The present invention relates to improvement of a power steering apparatus for assisting steerage by using actuators such as hydraulic cylinder, hydraulic motor, and the like, as a generation source of the hydraulic power for the hydraulic pump to be driven by rotation of an electric motor.
FIG. 1 is a block diagram showing an essential constitution of a conventional power steering apparatus for assisting steerage by an actuator using a hydraulic pump rotationally driven by an electric motor as a generation source of the actuating oil pressure. In this power steering apparatus an electric motor 4 is driven by a voltage applied by a motor driving circuit 2 according to a target value of the applied voltage indicated by a target determining unit 1c. The electric motor 4 rotationally drives a hydraulic pump 5 to generate the actuating oil pressure. The control valve 6 controls the pressure of the actuating oil to be sent under pressure to the pipelines 6a and 6b which are led to a hydraulic cylinder.
When the steering wheel 7 is manipulated to operate the gear apparatus including the pinion gear 6c provided at the lower end of the steering shaft, the control valve 6 controls the pressure of the actuating oil to be sent under pressure to the pipelines 6a, 6b led to the hydraulic cylinder. By this step, the hydraulic cylinder is operated to generate the steering assistant force proportionate to the operating amount in the direction of the operation of the steering wheel 7.
The actuating oil circulates in the hydraulic circuit constituted by the hydraulic pump 5, control valve 6, hydraulic cylinder and oil supply tank 5a, etc.
To the motor driving circuit 2 there is connected a motor current detecting circuit 3 for detecting the current led to the electric motor 4, and the motor current detecting signal is inputted to the no-load current detecting unit 1a and the operator 1b. The no-load current detecting unit 1a detects to hold the motor current detection signal in no-load time in consideration of the motor current which varies depending on the oil temperature. The operator 1b deducts the signal from the motor current detection circuit 3 by the signal from the no-load current detecting unit 1a and inputs the variation amount of the motor current detection signal to the target determining unit 1c. The target determining unit 1c is to control, by the amount of variation of the motor current detection signal, the voltage to be applied to the electric motor 4 by switching to high or low level according to the amount of variation of the motor current detection signal.
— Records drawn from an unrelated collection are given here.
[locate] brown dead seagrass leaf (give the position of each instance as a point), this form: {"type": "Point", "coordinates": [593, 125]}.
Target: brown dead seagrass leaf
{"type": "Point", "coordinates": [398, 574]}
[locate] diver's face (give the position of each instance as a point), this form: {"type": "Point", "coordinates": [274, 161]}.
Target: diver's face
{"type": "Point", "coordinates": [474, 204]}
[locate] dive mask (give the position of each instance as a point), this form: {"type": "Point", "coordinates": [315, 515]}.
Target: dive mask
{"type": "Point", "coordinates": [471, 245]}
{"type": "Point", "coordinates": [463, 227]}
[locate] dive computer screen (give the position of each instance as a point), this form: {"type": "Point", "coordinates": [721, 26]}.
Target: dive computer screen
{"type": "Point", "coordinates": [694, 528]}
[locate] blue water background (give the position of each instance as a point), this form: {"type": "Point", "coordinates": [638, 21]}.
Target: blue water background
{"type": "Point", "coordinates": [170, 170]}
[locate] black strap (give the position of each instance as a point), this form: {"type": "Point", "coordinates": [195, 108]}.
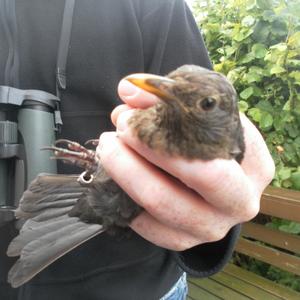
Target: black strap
{"type": "Point", "coordinates": [64, 44]}
{"type": "Point", "coordinates": [9, 20]}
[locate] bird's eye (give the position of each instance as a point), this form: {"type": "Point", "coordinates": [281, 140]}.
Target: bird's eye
{"type": "Point", "coordinates": [208, 103]}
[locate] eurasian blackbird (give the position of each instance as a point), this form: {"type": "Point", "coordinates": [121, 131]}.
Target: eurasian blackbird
{"type": "Point", "coordinates": [197, 118]}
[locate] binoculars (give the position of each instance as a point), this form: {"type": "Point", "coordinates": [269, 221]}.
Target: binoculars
{"type": "Point", "coordinates": [29, 120]}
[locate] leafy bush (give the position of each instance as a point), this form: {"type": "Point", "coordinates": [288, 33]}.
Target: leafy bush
{"type": "Point", "coordinates": [256, 43]}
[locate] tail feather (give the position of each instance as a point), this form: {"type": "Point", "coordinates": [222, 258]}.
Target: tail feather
{"type": "Point", "coordinates": [48, 232]}
{"type": "Point", "coordinates": [40, 253]}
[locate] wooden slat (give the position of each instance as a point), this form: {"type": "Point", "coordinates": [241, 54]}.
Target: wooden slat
{"type": "Point", "coordinates": [263, 283]}
{"type": "Point", "coordinates": [197, 293]}
{"type": "Point", "coordinates": [245, 288]}
{"type": "Point", "coordinates": [272, 236]}
{"type": "Point", "coordinates": [281, 203]}
{"type": "Point", "coordinates": [217, 289]}
{"type": "Point", "coordinates": [269, 255]}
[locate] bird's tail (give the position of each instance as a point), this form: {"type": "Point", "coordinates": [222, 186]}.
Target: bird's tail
{"type": "Point", "coordinates": [48, 232]}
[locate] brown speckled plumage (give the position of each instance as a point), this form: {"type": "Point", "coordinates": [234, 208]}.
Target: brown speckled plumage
{"type": "Point", "coordinates": [197, 118]}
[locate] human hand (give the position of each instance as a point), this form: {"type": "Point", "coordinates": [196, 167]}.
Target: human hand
{"type": "Point", "coordinates": [186, 202]}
According to the conventional power steering apparatus having the constitution as described above, when the steering wheel 7 is not operated and no steering assistant force is required (the current running to the motor 4 is small), the target determining unit 1c reduces the voltage to be applied to the electric motor 4 by one step to decrease the output of the electric motor 4, as shown in FIG. 2. And, when the steering wheel 7 is manipulated to operate the control valve 6, the actuating oil pressure rises to increase the load and the current running in the electric motor 4. When the variation amount of the motor current detecting signal outputted by the operator 1b reaches the predetermined amount, the target determining unit 1c increases the voltage to be applied to the electric motor 4 by one step to increase the output of the electric motor 4, thereby increasing the steering assistant force.
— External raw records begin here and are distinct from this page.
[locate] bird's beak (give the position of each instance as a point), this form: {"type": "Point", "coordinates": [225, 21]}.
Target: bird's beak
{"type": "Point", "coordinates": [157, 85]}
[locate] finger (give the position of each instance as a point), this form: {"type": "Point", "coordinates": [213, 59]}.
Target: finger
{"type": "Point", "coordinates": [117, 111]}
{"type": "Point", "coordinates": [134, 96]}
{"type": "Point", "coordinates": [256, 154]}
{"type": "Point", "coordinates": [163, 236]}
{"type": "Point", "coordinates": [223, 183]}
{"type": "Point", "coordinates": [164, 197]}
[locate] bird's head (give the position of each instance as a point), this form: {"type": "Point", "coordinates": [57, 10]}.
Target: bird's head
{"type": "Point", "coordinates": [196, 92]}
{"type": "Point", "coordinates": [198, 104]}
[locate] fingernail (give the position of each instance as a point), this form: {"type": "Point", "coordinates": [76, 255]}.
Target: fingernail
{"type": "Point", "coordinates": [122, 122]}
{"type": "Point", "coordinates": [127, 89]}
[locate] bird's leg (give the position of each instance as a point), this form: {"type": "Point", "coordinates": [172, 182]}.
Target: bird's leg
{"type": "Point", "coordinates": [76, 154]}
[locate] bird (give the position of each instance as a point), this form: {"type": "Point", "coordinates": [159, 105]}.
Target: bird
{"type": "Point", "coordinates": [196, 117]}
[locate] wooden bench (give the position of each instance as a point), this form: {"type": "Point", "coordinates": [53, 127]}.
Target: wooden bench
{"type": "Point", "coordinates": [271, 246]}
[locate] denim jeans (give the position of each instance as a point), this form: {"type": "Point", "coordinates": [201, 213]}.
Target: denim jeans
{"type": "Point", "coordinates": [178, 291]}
However, in the conventional power steering apparatus, when, as described above, the steering wheel 7 is manipulated to close the control valve 6 as shown in FIG. 3A and the actuating oil pressure starts to rise, the hose lying between the hydraulic pump 5 and the control valve 6 starts to expand its volume due to its elasticity. Consequently, although the discharging amount of the hydraulic pump 5 does not show change (FIG. 3B), the exit flow amount of the control valve 6 (exit flow amount of the actuator) decreases as shown in FIG. 3C-A, during the expansion of the inner volume of the hose (e.g., about 0.2 second), and the rise of the actuating oil pressure on the high pressure side of the control valve 6 (actuating oil pressure on the entrance side) becomes slow as shown in FIG. 3 D-B.
For example, assuming the hose swelling amount to be 10 cm.sup.3 /m, the pump delivery amount to be 2000 cm.sup.3 /min., and the hose length to be 50 cm when the actuating oil pressure increases from 0 to 6 MPa, EQU (10 cm.sup.3 /m).times.0.5 m.div.(2000 cm.sup.2 /60 seconds)=0.15 second.
This means that the time of 0.15 second is required before the actuating oil pressure rises to 6 MPa.
When the rising of the actuating oil pressure on the high pressure side of the control valve 6 becomes slow, the rising of the load of the electric motor 4 is also dulled through the hydraulic pump 5, thereby retarding the increase of the current led to the electric motor 4. Because of this, time is required from the manipulation of the steering wheel 7 to the increase by one step of the voltage to be applied to the electric motor 4 and the increase in the steering assisting force, so that there is a problem that the steering wheel catches in abrupt manipulation. This effect strongly appears especially when the delivery flow amount of the hydraulic pump 5 is set to be small, in a case where the output of the electric motor 4 is reduced so as to suppress energy consumption.